Utqiagvik (Barrow), Alaska

 

Alexander King began his walk to the only bar in town. Everything was frozen. Not in a hypothetical sense but literally: all things outside were frozen solid. And had been for months. When King met with the president of the United States two weeks ago, and he’d asked King to take the most important assignment of his career, even though President Gibbons told him it was Alaska, King had no idea it would be like this.

Pure misery.

The ice crunched beneath his feet as he walked the snow-covered dirt road. There was no pavement in Barrow. The weather would never allow for any such thing. All the roads had to consist of gravel and dirt. The road he walked along was just that under the four inches of frozen snow he plodded through. On both sides of the road were rows of wooden houses. All just like the one he was staying in. His one-bedroom, four-room house was as basic as it gets. While he thought he would never long for the small flat he’d stayed in for months in London almost a year ago, he did. And he certainly never imagined he’d long for the weather. But London now seemed like a tropical paradise.

Not only had the average temperature been negative five degrees Fahrenheit, but until a week ago, there had also been no sun. Zero. He supposed he felt fortunate that his assignment hadn’t started until Barrow’s sixty-five days of night were over, but today had exactly two hours of sun. That’s it. Oh, and a couple of hours of what they called civil twilight, which basically meant you could walk the streets without tripping over something in front of you. It was like a lamp on in the other room in your house. You could see, just not very well.
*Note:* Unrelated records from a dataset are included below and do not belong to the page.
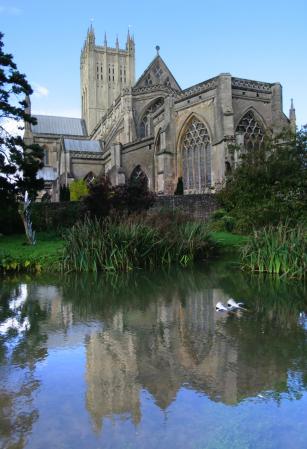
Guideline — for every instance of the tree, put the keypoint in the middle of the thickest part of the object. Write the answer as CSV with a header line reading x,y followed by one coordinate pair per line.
x,y
269,184
19,160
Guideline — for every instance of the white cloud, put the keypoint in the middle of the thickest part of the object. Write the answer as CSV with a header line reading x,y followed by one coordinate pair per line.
x,y
12,126
75,113
40,91
10,10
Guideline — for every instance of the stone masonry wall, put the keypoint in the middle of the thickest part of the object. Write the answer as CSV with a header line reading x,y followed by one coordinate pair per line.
x,y
197,206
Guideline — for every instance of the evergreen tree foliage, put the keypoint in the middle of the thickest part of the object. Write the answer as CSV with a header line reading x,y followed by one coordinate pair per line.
x,y
19,162
269,185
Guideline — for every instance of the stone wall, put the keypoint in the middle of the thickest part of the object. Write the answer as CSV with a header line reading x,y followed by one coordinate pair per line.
x,y
53,216
197,206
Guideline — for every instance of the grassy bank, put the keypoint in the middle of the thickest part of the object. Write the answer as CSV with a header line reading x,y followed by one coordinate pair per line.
x,y
279,250
17,255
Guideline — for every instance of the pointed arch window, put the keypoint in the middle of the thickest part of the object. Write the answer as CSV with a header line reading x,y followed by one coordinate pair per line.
x,y
145,122
196,158
138,177
252,131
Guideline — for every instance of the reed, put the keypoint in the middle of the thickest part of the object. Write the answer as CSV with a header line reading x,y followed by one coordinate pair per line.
x,y
279,250
93,246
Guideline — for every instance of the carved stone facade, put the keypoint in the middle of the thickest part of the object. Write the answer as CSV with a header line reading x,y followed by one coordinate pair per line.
x,y
155,125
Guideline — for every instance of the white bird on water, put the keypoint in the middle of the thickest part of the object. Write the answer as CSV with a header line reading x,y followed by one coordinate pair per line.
x,y
220,307
233,305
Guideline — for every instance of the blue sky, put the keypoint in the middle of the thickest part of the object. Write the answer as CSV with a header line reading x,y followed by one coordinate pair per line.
x,y
262,40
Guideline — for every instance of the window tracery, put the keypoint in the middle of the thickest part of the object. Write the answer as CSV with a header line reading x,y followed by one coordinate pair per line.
x,y
252,131
196,158
158,71
138,177
145,122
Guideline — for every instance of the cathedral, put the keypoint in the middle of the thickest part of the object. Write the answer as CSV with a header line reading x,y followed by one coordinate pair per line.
x,y
152,128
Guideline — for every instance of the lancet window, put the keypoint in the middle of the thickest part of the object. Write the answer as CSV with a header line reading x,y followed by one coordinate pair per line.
x,y
252,131
138,177
196,158
145,122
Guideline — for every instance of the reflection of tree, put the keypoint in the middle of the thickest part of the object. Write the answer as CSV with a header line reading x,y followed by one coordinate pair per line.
x,y
21,350
160,331
179,339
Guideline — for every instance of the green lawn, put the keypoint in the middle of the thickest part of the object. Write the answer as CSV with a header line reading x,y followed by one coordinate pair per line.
x,y
228,240
15,251
16,254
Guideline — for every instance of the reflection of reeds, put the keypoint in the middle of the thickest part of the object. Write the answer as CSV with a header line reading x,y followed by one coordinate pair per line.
x,y
111,247
278,250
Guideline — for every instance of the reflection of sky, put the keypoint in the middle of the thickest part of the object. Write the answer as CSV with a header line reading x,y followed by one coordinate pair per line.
x,y
16,322
160,375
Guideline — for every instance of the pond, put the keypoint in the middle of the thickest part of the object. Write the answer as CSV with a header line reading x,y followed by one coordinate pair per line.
x,y
145,361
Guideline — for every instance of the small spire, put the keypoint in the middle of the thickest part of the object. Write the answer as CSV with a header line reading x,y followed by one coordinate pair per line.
x,y
91,28
292,116
128,35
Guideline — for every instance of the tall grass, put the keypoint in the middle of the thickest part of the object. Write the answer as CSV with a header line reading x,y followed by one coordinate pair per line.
x,y
278,250
92,245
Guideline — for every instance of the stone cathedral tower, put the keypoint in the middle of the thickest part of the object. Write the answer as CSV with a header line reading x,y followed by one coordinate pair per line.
x,y
105,71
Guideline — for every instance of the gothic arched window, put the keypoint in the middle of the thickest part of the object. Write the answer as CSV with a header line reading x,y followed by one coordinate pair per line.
x,y
89,178
138,177
145,122
196,158
144,127
252,131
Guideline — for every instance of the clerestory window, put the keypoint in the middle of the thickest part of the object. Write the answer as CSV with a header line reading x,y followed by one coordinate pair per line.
x,y
252,131
196,158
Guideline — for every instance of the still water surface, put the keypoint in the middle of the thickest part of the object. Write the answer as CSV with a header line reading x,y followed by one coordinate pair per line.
x,y
145,361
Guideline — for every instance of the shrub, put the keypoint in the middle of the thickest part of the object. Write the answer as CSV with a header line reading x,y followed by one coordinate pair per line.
x,y
278,250
131,197
179,187
269,186
64,193
56,216
78,189
222,221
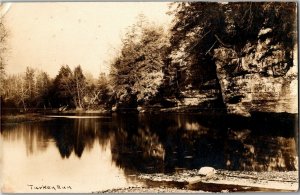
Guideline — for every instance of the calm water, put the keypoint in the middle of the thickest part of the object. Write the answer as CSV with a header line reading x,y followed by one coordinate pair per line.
x,y
90,153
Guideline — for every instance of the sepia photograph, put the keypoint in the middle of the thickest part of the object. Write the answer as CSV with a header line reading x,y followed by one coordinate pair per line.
x,y
149,97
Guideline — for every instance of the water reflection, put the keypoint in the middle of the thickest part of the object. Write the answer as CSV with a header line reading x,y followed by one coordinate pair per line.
x,y
165,143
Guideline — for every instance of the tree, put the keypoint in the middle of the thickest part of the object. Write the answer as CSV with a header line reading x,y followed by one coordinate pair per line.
x,y
3,37
43,85
29,84
80,86
137,73
62,89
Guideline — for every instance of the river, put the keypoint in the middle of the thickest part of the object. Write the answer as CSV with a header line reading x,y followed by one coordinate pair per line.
x,y
86,153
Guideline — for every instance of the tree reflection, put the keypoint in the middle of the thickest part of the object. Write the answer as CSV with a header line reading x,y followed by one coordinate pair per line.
x,y
165,143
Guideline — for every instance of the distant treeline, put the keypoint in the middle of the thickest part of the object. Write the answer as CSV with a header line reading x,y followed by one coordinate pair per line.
x,y
155,65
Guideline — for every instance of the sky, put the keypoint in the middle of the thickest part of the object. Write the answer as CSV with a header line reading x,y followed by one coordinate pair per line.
x,y
48,35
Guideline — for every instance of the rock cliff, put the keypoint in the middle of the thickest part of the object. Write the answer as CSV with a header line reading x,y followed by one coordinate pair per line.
x,y
262,76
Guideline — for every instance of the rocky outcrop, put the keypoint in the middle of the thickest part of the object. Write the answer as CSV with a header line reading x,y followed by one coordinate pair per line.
x,y
261,77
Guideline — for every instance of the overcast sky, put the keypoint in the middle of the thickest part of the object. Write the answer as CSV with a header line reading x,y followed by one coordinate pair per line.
x,y
47,35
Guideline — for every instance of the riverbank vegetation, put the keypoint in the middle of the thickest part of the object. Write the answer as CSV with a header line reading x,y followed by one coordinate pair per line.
x,y
167,68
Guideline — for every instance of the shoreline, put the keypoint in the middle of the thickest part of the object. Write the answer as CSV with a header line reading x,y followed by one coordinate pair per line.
x,y
189,181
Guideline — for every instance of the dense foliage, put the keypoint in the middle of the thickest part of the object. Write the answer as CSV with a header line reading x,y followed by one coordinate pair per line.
x,y
154,64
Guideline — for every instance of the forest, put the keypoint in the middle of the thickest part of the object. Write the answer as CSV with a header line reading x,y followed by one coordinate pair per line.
x,y
208,45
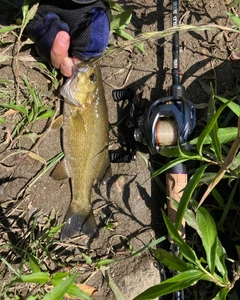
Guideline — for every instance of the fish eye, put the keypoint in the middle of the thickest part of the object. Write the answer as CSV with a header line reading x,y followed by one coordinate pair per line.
x,y
93,77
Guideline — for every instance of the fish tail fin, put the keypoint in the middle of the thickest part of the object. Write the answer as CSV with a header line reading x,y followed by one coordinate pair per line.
x,y
77,223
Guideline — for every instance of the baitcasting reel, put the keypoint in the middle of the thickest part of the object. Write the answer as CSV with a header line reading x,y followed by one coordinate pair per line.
x,y
167,122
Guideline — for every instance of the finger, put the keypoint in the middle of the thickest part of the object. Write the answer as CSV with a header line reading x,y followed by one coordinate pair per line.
x,y
60,48
66,66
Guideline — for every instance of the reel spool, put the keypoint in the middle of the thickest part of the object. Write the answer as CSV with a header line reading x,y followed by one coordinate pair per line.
x,y
166,132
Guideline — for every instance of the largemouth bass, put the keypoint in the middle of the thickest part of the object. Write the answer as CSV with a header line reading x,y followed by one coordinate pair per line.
x,y
85,139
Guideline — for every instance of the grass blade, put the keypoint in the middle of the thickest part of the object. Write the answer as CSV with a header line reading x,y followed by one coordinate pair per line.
x,y
171,285
59,290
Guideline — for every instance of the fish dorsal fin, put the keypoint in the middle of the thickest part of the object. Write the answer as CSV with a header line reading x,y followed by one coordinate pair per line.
x,y
57,123
60,172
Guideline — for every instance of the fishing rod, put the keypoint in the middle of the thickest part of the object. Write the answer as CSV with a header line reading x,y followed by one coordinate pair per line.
x,y
168,122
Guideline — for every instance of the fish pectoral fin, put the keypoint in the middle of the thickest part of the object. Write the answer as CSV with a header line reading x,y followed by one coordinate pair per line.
x,y
79,223
106,171
60,172
57,123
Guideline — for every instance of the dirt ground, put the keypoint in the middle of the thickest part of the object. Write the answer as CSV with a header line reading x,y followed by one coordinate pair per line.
x,y
129,200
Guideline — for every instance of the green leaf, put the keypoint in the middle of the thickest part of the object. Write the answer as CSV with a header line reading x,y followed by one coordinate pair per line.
x,y
57,277
121,20
87,258
222,294
208,235
103,262
39,277
176,283
14,107
46,115
235,108
234,18
187,194
127,36
185,249
115,6
2,120
169,165
225,135
33,264
171,261
209,127
77,292
59,290
33,297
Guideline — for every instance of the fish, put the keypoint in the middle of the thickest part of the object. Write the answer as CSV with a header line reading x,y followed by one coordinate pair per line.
x,y
85,133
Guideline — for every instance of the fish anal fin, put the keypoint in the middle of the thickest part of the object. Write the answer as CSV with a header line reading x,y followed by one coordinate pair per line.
x,y
60,172
77,223
106,171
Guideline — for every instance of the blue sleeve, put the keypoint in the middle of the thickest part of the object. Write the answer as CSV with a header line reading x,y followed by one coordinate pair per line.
x,y
44,33
88,27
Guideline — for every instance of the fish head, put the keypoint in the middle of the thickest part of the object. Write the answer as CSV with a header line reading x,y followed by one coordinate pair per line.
x,y
80,89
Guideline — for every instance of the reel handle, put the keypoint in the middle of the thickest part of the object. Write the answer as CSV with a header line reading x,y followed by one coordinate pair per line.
x,y
176,180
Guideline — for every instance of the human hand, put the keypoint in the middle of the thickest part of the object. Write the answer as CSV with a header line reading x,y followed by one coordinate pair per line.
x,y
59,54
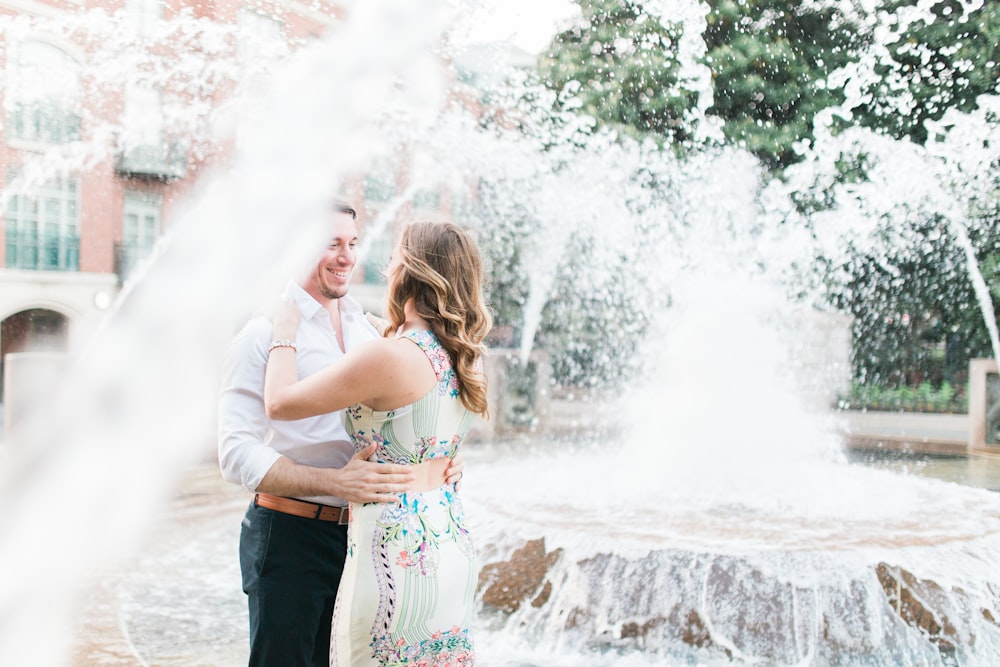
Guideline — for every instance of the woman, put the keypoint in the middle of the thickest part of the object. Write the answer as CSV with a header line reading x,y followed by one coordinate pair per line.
x,y
406,597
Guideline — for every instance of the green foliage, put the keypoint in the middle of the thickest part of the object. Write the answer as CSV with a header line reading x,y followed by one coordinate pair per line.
x,y
769,62
915,312
935,66
620,65
925,398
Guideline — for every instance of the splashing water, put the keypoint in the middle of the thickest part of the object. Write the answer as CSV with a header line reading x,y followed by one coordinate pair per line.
x,y
719,524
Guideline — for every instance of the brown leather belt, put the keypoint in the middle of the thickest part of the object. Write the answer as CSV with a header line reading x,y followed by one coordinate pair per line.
x,y
339,515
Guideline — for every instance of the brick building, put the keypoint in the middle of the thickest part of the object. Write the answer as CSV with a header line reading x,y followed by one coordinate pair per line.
x,y
107,123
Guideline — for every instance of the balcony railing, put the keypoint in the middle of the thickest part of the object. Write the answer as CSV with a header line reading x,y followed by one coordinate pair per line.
x,y
44,252
43,121
164,161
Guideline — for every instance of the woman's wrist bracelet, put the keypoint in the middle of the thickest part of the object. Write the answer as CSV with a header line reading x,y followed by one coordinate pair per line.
x,y
284,342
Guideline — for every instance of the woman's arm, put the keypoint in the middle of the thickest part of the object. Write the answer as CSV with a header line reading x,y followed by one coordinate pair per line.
x,y
357,377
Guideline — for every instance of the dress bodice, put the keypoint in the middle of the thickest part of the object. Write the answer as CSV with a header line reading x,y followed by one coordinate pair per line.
x,y
431,427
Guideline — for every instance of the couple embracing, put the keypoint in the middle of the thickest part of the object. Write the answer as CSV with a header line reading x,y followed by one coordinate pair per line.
x,y
348,438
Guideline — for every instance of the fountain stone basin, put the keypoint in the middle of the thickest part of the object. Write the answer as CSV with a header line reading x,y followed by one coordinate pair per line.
x,y
872,566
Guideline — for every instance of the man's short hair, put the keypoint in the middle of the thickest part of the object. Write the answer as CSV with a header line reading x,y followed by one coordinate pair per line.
x,y
341,206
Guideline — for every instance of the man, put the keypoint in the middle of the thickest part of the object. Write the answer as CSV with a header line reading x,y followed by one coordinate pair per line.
x,y
293,541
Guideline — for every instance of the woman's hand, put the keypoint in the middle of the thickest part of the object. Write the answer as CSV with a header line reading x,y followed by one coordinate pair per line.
x,y
285,317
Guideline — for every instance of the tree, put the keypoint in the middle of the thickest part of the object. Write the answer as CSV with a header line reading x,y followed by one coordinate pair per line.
x,y
945,59
770,60
620,65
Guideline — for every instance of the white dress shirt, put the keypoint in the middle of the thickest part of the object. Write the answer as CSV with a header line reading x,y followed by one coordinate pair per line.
x,y
250,443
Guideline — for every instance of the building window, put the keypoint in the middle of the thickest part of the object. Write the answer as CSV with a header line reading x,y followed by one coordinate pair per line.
x,y
261,39
377,258
44,97
43,229
145,152
144,15
140,229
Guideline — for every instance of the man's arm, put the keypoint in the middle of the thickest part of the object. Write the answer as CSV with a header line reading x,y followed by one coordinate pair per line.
x,y
245,457
359,481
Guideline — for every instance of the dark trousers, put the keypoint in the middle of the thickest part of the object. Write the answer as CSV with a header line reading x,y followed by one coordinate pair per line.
x,y
291,570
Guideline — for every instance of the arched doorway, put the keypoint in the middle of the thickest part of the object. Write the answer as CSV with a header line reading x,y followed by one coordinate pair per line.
x,y
34,330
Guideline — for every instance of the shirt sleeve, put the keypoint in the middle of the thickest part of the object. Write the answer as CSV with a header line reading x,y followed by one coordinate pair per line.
x,y
244,429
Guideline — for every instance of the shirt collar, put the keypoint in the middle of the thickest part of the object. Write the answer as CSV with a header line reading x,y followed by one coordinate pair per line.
x,y
309,306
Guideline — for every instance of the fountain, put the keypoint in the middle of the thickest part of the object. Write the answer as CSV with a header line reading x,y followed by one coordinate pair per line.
x,y
716,523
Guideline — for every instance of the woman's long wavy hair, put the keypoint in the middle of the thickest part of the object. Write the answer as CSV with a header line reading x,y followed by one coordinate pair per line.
x,y
438,265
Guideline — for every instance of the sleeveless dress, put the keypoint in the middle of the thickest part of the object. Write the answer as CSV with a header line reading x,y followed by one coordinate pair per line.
x,y
406,596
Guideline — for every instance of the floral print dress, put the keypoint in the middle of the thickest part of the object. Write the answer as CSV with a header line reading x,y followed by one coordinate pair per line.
x,y
406,596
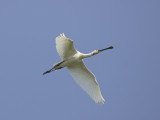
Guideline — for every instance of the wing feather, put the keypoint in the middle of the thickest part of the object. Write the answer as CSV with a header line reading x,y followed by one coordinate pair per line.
x,y
86,80
65,47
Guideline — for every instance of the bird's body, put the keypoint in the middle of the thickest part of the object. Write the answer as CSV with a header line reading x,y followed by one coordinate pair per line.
x,y
73,60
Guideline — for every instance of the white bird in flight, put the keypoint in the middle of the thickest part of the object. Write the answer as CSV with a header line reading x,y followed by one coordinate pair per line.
x,y
73,60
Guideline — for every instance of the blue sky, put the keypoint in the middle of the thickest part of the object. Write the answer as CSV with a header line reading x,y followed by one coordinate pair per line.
x,y
129,75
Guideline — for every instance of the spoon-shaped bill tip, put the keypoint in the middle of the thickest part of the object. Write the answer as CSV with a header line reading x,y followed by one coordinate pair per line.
x,y
111,47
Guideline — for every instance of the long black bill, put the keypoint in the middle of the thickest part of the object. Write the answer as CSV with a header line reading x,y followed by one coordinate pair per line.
x,y
48,71
111,47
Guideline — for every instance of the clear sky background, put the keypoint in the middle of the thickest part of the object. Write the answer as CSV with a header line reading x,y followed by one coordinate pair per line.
x,y
128,75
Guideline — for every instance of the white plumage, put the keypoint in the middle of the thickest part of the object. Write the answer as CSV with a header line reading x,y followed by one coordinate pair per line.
x,y
72,59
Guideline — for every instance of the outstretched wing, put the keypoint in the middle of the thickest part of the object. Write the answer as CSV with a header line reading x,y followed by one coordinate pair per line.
x,y
64,46
86,80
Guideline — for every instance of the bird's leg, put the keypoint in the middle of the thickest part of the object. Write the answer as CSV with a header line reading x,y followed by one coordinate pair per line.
x,y
48,71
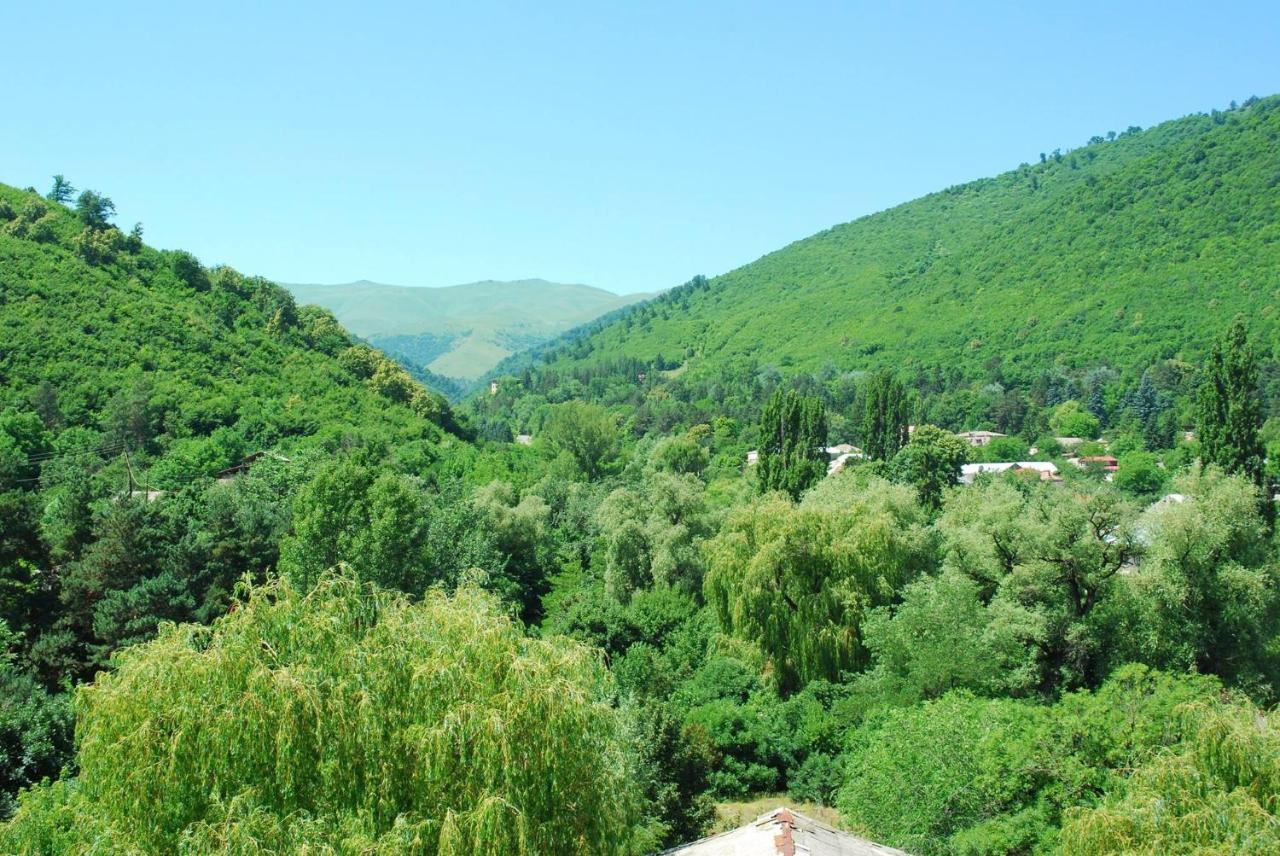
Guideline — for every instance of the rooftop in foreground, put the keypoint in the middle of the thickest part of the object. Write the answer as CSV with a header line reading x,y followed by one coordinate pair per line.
x,y
784,833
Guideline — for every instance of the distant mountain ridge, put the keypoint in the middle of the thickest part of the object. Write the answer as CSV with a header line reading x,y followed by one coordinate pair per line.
x,y
461,332
1133,248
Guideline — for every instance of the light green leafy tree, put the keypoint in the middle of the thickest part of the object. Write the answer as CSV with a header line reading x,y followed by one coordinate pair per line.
x,y
931,461
799,580
1212,793
343,721
588,433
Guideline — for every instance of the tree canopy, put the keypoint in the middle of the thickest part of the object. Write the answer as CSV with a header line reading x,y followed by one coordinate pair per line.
x,y
337,721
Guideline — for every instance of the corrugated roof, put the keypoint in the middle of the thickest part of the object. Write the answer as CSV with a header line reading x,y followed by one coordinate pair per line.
x,y
784,833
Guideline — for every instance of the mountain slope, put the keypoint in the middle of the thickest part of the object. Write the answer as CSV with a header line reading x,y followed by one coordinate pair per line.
x,y
147,348
461,330
1116,253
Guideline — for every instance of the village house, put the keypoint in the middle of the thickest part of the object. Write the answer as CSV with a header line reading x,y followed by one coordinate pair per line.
x,y
1042,470
1105,462
247,463
784,833
979,439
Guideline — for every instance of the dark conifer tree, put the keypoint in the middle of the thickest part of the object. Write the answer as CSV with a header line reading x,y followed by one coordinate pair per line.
x,y
792,435
885,416
1229,408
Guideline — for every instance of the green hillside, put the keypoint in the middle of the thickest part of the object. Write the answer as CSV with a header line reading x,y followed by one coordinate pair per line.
x,y
129,374
1123,252
462,330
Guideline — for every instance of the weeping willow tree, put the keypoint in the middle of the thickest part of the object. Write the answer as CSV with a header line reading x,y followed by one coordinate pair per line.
x,y
799,580
1216,792
347,721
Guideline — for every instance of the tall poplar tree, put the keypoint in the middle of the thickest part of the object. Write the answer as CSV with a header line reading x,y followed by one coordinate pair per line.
x,y
883,416
792,438
1229,411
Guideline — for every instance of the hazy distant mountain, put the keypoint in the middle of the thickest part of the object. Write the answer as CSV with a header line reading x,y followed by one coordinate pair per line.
x,y
461,330
1120,253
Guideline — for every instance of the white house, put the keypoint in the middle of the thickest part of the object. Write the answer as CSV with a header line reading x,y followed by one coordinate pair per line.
x,y
784,833
1045,470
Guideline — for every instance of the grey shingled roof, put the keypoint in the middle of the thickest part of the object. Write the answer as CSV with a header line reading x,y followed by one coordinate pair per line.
x,y
784,833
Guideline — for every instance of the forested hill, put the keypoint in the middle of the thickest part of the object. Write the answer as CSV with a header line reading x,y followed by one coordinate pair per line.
x,y
129,379
1137,247
461,332
151,351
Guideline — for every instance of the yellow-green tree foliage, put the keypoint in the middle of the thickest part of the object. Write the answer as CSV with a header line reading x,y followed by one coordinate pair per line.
x,y
347,721
1216,792
799,580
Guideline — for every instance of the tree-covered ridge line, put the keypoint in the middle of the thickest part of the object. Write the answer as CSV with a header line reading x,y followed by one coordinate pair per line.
x,y
373,644
1120,256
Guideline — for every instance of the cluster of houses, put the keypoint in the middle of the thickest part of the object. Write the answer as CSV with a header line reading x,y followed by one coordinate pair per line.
x,y
840,454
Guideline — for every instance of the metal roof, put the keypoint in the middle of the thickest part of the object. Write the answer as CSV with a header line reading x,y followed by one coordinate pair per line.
x,y
784,833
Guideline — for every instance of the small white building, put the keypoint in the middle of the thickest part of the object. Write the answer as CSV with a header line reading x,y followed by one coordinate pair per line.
x,y
784,833
978,439
1045,470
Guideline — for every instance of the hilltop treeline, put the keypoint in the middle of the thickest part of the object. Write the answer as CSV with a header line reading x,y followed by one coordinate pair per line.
x,y
387,635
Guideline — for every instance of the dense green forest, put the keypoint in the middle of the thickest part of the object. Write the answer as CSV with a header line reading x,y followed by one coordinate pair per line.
x,y
1068,278
263,593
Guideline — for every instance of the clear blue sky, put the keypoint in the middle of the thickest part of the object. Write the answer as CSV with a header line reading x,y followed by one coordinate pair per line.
x,y
625,145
King wrapped his scarf a little tighter around his neck. He was thankful that it wasn’t as windy that night as it had been the previous six days. This was the third night in a row he’d made this walk after his day sleep due to his night shift at the Volkov Mining Company. Normally he would never leave the house if he didn’t have to in weather like this, but the weather and the days filled with night weren’t even the worst part about Barrow. The worst part was that you couldn’t buy liquor without a city-issued permit. Which meant no permit for an undercover special agent like King. He obviously wouldn’t be going to the police station to obtain that permit under any circumstance, because he had to keep his head down and do his work. He also prayed to the gods that he wouldn’t be there in Frozen Land long enough to really need it.